Peraturan 1949 tidak serta merta mulus disahkan. Setahun sebelumnya, tudingan-tudingan politis tentang “peraturan sosialis” atau “paham sosialisme yang menyusup” dilemparkan berbagai pihak. Beberapa pihak opisisi antara lain anggota koalisi Partai Republikan yang berafiliasi dengan Banking Comittee (Komite Bank) serta U.S. Chamber of Commerce (Kamar Dagang Amerika).[4]

Perumahan Rakyat versus Urban Renewal

Pelaksanaan peraturan 1949 terus-menerus mengalami pembaharuan selama satu dekade. Dimulai dari periode presiden Eisenhower yang menyunat jumlah unit hunian terbangun. Tidak hanya itu, Eisenhower dengan Housing Act 1954 menekankan program urban renewal dibandingkan program lain.[5] Salah satu tujuan urban renewal adalah pengembangan ulang pusat-pusat kota menjadi menarik. Pusat kota yang menarik mendatangkan profit dan pajak yang cukup tinggi.

Lingkaran-lingkaran slum atau kawasan kumuh yang tumbuh mengelilingi pusat kota semakin dilihat sebagai lawan dari urban renewal. Bahkan di tahun 1956, dalam debat Undang-Undang diusulkan bahwa kota harus memiliki program kongkret pembersihan kawasan kumuh (slum clearance) sebelum bisa mengakses dana subsidi perumahan rakyat yang tidak seberapa.[6] Amandemen tersebut tidak diterima.

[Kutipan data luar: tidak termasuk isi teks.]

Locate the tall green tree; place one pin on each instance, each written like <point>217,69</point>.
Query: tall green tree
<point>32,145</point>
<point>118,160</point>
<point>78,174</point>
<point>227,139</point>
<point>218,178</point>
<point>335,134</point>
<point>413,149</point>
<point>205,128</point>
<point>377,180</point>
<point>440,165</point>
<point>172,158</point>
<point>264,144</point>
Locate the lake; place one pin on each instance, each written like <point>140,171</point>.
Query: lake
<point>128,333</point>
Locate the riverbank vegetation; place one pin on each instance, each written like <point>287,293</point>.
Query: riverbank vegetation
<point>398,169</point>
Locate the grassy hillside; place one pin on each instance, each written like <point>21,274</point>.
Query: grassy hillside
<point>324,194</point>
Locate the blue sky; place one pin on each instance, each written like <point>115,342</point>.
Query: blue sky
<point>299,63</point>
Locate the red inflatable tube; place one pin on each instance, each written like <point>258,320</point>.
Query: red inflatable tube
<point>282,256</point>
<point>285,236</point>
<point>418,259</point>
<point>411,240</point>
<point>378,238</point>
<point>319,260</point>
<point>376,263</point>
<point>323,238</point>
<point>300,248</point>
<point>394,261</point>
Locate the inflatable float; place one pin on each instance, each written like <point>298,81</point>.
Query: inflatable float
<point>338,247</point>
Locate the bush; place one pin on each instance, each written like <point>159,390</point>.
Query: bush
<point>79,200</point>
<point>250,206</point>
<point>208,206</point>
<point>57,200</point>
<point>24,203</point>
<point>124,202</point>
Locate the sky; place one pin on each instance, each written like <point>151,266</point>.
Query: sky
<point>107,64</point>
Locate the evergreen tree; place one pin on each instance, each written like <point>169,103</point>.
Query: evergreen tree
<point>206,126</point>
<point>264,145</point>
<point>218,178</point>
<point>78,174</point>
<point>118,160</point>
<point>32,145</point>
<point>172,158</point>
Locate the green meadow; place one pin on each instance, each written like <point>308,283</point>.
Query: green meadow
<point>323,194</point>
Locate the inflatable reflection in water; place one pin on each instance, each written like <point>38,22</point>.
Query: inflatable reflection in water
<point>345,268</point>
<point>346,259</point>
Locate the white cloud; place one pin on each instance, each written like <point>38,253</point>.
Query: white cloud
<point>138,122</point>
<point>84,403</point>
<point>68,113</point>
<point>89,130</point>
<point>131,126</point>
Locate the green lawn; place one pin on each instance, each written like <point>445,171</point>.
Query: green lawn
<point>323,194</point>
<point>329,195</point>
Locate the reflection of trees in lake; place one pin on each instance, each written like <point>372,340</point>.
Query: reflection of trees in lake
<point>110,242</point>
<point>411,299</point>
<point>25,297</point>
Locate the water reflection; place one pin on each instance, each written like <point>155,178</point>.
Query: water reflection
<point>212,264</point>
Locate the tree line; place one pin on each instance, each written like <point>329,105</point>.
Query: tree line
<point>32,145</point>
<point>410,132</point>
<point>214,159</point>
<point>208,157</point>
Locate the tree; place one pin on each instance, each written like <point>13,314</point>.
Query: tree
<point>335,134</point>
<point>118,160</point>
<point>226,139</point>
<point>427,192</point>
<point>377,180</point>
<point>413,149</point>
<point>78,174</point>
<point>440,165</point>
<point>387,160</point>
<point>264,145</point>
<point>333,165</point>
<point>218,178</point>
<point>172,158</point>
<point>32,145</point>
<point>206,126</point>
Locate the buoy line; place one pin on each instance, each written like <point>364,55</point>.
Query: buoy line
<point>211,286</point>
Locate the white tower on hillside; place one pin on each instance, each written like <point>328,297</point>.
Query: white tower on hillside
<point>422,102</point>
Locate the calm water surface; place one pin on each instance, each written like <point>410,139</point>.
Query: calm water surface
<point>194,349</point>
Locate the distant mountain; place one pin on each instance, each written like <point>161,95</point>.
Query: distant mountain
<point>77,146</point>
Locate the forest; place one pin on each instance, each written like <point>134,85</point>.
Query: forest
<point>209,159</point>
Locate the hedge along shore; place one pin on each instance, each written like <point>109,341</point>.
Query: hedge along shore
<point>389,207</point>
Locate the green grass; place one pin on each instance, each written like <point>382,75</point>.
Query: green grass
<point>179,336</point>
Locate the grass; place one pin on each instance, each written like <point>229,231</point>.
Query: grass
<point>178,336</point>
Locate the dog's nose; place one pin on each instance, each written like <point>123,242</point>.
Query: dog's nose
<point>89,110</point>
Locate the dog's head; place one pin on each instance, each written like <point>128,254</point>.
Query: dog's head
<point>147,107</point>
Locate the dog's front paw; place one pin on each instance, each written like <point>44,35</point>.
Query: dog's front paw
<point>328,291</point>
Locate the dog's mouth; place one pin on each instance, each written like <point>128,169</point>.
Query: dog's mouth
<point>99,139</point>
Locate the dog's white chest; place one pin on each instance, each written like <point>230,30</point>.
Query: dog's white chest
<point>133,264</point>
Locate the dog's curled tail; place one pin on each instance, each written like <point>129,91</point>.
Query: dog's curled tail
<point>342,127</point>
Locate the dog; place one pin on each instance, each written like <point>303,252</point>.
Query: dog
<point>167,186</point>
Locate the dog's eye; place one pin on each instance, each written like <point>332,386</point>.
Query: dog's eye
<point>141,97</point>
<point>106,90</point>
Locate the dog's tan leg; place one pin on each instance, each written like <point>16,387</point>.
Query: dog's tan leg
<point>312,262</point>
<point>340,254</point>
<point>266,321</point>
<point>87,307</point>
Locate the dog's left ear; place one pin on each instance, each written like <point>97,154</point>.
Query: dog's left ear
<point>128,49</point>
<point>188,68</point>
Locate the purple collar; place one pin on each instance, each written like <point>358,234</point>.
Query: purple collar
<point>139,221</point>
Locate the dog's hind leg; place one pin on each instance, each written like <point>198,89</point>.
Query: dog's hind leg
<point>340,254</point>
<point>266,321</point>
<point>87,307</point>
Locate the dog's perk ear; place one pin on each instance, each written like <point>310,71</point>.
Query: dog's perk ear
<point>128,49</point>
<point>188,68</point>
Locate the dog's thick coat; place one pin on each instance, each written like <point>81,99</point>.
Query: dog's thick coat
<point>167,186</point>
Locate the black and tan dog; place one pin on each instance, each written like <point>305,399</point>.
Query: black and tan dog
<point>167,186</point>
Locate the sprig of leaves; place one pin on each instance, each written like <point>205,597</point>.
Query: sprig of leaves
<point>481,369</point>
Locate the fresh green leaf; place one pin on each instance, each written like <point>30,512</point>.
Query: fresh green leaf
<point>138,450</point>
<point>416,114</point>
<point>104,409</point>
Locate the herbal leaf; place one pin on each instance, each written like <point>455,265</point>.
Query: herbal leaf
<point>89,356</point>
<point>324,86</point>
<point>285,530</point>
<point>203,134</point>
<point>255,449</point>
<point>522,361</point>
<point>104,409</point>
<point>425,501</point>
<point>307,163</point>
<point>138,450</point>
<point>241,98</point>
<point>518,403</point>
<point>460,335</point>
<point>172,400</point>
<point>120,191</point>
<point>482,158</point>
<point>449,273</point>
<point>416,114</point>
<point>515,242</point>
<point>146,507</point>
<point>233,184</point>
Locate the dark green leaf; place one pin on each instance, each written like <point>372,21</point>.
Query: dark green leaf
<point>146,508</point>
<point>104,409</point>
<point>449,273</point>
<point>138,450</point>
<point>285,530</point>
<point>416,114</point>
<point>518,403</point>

Di sisi lain, Peraturan 1949 memang menyediakan pendanaan dari pusat untuk pelaksanaan akuisisi kawasan kumuh. Pemerintah negara bagian melengkapi dana pemerintah pusat yang menanggung dua pertiga dari anggaran akuisisi lahan. Proses tersebut disebut proses eminent domain.

Urban Sprawl di Rio Rancho, New Mexico, Amerika Serikat (Bradly Salazar)

Urban renewal terkait erat dengan urban sprawl. Sprawl di Amerika disebut juga the flight-from-blight atau eksodus kelas menengah yang mampu membeli rumah di area suburban – meninggalkan pusat kota yang mulai menua, kumuh, dan penuh kriminalitas. Meningkatnya kekayaan menyebabkan gaya hidup berkendaraan pribadi turut meningkat.[7] Membeli rumah di pinggir kota menjadi pilihan terjangkau bagi kelas menengah dibandingkan tetap menyewa hunian di dalam kota. Kota-kota satelit yang dibangun sektor privat pada waktu itu dirancang untuk keluarga kelas menengah kulit putih.

Suburbanisasi eksesif tersebut memiliki karakteristik sebagai berikut:

…pola penggunaan lahan di wilayah perkotaan yang menunjukkan rendahnya tingkat: kepadatan, kontinuitas, konsentrasi, clustering, keterpusatan, nuclearity, mixed-use, dan proximity.[8]

Di pusat kota, urban renewal mencoba merevitalisasi apa yang ditinggalkan oleh penghuninya. Dengan eminent domain, pemerintah dapat merelokasi warga yang dianggap kumuh dan mengakuisisi lahan dengan membelinya. Salah satu eksekusi eminent domain, yaitu pembelian lahan, bahkan tidak selalu memerlukan persetujuan dari sang pemilik atau penghuni lahan.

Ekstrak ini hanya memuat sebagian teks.